Alkali Wastelands Environment & Reclamation
By I.C. Gupta, et al.
Distributed by Coronet Books Inc.
411 pages, Illustrated, 5 3/4 x 8 3/4"
In the next two decades, population of India is likely to cross 1.4 billion mark. With additional burden on food grains consumption from demographic shift from rural to urban centers and change in food habits, India need to produce about 325 million tons of food grains by 2027. Since the competing demands from other sectors of economy for the inelastic land resource are multiplying fast, the best agricultural lands are being encroached upon by these sectors. Thus, any further increase in food grains has to come from either vertical increase in productivity or through reclamation of so called wastelands.

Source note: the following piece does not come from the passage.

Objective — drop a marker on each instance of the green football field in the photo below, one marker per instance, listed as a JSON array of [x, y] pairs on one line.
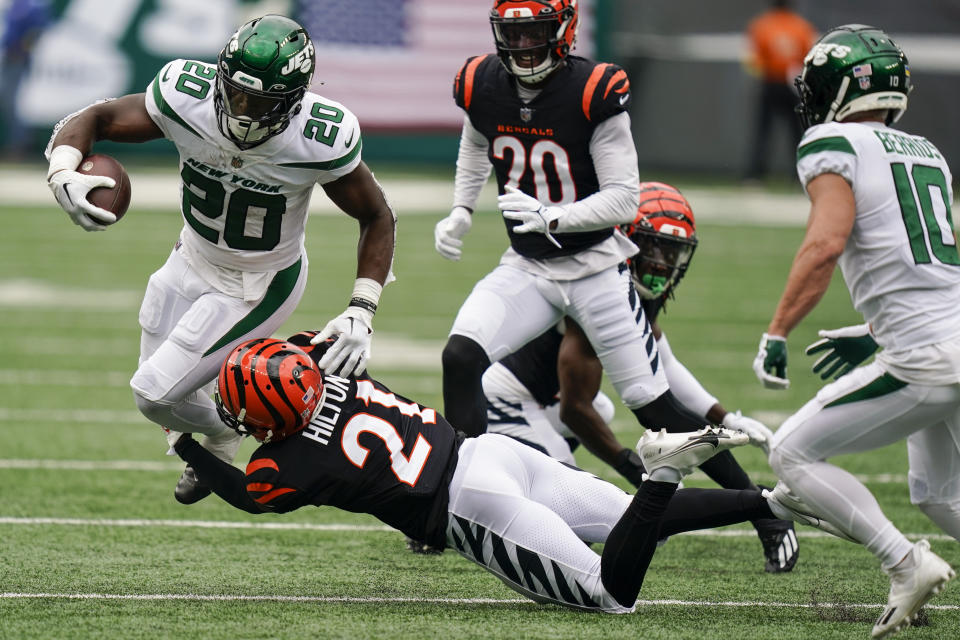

Out of 8.5 million ha of salt affected lands, alkali lands assessed at 3.8 million ha could be easily managed and reclaimed resulting in an additional food grains production of about 30 million tons. Although researches on land reclamation began even before independence yet the real fillip in understanding the alkali wastelands environment and development of reclamation and management packages came after the establishment of CSSRI, Karnal in the year 1969. In association with this institute, many State Agricultural Universities reoriented their research and came out with theories of alkali land reclamation and developed reclamation and management packages.
Favorable policy support from central and state governments helped to reclaim more than 1.3 million ha of alkali lands. To tide over the current and emerging challenges such as to take care of resource poor regions and farmers, environmental degradation and location specific nature of the problems, these packages are being upgraded and new packages are being developed. These new technologies are emerging fast and it is alomst impossible to keep track of these developments through published research papers.
This book encompasses the latest information on this subject for most states where problems of alkali lands exist. It has been our endeavor to include all aspects of reclamation and management so that there are at least few alternatives to choose from. Therefore, we believe that the compiled information will be handy to post- graduate students, teachers, researchers, extension personals and the staff in conventional departments such as agriculture and irrigation. Moreover, planners entrusted with the task of development of wastelands in India would be immensely benefited from the information included in this book.